Despite this, COVID-19 vaccine uptake was not universal among patients with IMID and the immunosuppressed more broadly [5]. The absence of these patients from vaccine development trials [6], coupled with the lack of observational studies on their specific vaccine tolerance [7], has generated notable hesitancy in this group [8]. This is visible in comparisons of vaccine refusal rates between key risk groups: work by Gaur et al [9] saw patients with autoimmune disease led chronic risk groups with 19% COVID-19 vaccine refusal versus 17.8% and 13.4% seen among patients with chronic lung disease and cancer, respectively. More precise assessments of vaccine risk in the IMID population are urgently needed to reassure these patients about the safety and suitability of these products [10].
One solution is to enhance pharmacovigilance surveillance. Current methods, including the analysis of computerized medical records or data from centralized reporting mechanisms (Yellow Card, Vaccine Adverse Event Reporting System, etc), are primarily clinician facing and select for major adverse events [11]. It is hypothesized that direct-to-patient vaccine side effect surveys may deliver the detailed and differentiable data that high-resolution pharmacovigilance requires.
The first iteration of the COVID-19 Vaccination in Autoimmune Diseases (COVAD) study, COVAD-1 [12], was established to test this hypothesis, initially identifying whether a patient COVID-19 vaccine survey could provide sufficient data to compare safety profiles between patients with a diverse range of IMID—with a special emphasis on autoimmunity—and general population controls. This protocol, however, describes a follow-on study that will enhance this initial analysis, assessing whether the COVAD dataset can also be used to test for internal heterogeneity in the COVID-19 infection and vaccine experience of the IMID population.
Study Design
To do so, this work will allocate COVAD respondents with IMID into categories aligned with the electronic Delphi Study to Define and Risk-Stratify Immunosuppression (DESTINIES) phenotype [13]—a COVID-19 risk hierarchy produced and ratified over the course of a multistage international clinical consensus-building exercise of 64 global experts in immunology, vaccinology, and infectious disease (the DESTINIES Consortium). IMID data will be categorized as follows: single organ, systemic, and overlap IMID.

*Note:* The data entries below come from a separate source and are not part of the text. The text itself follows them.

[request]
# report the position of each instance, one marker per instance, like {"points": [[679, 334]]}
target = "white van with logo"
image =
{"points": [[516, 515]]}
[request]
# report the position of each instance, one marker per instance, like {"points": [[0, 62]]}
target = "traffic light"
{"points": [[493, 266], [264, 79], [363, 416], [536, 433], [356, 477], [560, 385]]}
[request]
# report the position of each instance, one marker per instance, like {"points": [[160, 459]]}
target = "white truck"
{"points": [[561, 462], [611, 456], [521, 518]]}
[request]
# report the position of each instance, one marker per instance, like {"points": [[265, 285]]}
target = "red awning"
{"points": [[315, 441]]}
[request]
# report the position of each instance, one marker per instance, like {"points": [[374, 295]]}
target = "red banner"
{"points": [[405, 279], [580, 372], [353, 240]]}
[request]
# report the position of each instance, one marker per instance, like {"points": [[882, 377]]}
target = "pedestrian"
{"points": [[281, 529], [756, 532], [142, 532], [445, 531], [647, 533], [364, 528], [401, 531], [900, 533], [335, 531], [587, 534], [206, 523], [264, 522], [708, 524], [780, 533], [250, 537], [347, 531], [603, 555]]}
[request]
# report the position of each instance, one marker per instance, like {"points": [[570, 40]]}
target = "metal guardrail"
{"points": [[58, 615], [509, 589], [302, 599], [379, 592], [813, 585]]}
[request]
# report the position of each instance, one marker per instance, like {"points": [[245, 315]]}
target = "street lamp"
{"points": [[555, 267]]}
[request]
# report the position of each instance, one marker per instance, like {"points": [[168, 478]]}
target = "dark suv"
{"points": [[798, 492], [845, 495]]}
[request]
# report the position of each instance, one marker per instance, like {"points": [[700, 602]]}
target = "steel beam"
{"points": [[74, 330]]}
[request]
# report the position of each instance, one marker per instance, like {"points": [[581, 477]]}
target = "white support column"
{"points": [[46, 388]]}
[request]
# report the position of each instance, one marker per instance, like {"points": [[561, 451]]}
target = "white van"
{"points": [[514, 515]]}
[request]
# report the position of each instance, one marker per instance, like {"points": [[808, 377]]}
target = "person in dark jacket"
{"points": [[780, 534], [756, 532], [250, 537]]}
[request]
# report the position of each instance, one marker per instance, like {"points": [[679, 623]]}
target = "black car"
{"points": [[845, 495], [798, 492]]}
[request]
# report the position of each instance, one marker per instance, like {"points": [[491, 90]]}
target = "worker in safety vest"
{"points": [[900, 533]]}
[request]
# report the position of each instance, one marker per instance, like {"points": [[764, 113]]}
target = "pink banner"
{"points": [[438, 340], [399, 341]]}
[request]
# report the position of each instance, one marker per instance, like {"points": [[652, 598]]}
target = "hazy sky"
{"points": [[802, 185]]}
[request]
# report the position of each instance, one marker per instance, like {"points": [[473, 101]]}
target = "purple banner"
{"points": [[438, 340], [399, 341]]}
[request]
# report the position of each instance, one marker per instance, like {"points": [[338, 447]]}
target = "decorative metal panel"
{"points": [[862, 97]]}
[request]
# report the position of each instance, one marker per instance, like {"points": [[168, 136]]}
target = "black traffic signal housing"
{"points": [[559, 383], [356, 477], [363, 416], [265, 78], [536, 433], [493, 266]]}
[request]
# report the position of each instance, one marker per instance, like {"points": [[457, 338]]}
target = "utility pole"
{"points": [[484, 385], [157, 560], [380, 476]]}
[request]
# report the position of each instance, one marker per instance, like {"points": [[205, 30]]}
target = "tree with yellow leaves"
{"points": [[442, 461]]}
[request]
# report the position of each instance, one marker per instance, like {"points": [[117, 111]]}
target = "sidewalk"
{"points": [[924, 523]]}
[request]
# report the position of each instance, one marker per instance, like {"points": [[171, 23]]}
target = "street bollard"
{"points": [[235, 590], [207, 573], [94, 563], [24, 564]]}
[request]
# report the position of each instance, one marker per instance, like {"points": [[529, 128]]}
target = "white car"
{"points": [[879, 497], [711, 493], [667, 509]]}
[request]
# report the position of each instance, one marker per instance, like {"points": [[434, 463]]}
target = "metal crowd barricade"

As per the DESTINIES evaluations, we are anticipating that, overall, respondents with IMID will have experienced worse COVID-19 infection and vaccine outcomes than the general population controls. However, internal heterogeneity is highly likely. Following the structure of the DESTINIES phenotype, we also hypothesize that patients with single organ IMID will report milder COVID-19 infections and fewer vaccine side effects than their systemic and overlap counterparts. We also expect that the multimorbidity of the overlap category will predispose this group to the worst outcomes of all those evaluated. However, this investigation is preliminary and highly exploratory; these hypotheses should therefore only be considered as evidence generating at this moment in time.
Methods
Overview
COVAD-1 study design, recruitment, data collection, and initial results have been described in detail elsewhere [12]. This multinational cross-sectional survey was active in over 90 countries and accumulated support from a collective of 106 rheumatologists, internists, neurologists, and immunologists. Recruitment used a diverse array of social media channels and online patient support groups globally [14].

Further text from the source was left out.